Fall 2025
This pre-lab and lab serve to give hands-on experience with another important Python library: Pandas. As shown in class, it is a powerful, popular library for processing and analyzing tabular data in Python.
Details for submission and development environment are the same as for Lab 1; please see the Lab 1 handout if you need a refresher. As a reminder, if you choose to use Google Colab or any other alternative notebook hosting service, you must disable any built-in generative AI features.
You must complete the pre-lab individual, but complete the lab in pairs. Your TA will help facilitating pairing. If an odd number of students are in attendance at lab, your TA will arrange one group of three. The lab must be done synchronously and collaboratively with your partner, with no free-loaders and no divide-and-conquer; every answer should reflect the understanding and work of both members. If your group does not finish during lab time, please arrange to meet as a pair outside of class time to finish up any work.
You must work with a different partner for Lab 2 than you did for Lab 1.
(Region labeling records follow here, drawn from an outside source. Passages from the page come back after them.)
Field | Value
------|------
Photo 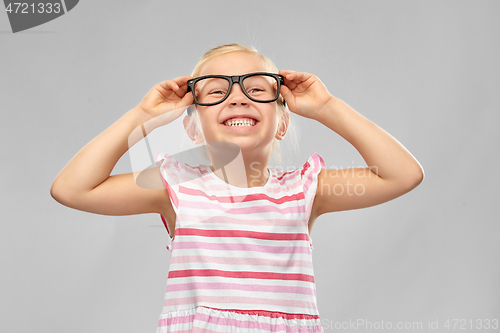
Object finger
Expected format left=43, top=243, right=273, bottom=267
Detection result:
left=174, top=76, right=192, bottom=98
left=280, top=86, right=295, bottom=107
Although I did some live demos of many of the pandas features you’ll need, you’re unlikely to have retained every detail and some details you’ll need for this lab were intentionally left out. Now and going forward, you will need to become proficient at figuring out how to do things that I haven’t told you how to do. This section provides some tips on how to approach this process.
In a word: Google (or another search engine of your choice). However, using search engines effectively is a skill, so here are a few tips.
Generally, I recommend using whatever resources you can find - learning how to do something by searching the Pandas documentation, Stack Overflow, or the internet at large is simply part of everyday life for a data scientist. Personally, I tend to search for whatever I’m looking to do; when skimming search results, I tend to prefer results in the following order:
1. Official Pandas tutorials
2. Official Pandas documentation
3. Stack Overflow
4. The rest of the internet
Lots of the content on the internet at large is great, but lots of it is also not so great, which is why I prefer the more authoritative sources. The official tutorials are pretty high-quality and easier to read than the documentation, at the expense of completeness. For understanding error messages and debugging weird behaviors, Stack Overflow is great because someone else has probably had your problem before and asked about it on Stack Overflow.
When you do click on a search result, you may find yourself on an overwhelmingly long webpage. If you’re looking for a specific function and the search result didn’t jump you straight to it, it’s often helpful to use your browser’s text search feature to find what you’re looking for on the page. I do this a lot. Ctrl+F will open up a search box in most browsers, where you can type in the name you’re looking for.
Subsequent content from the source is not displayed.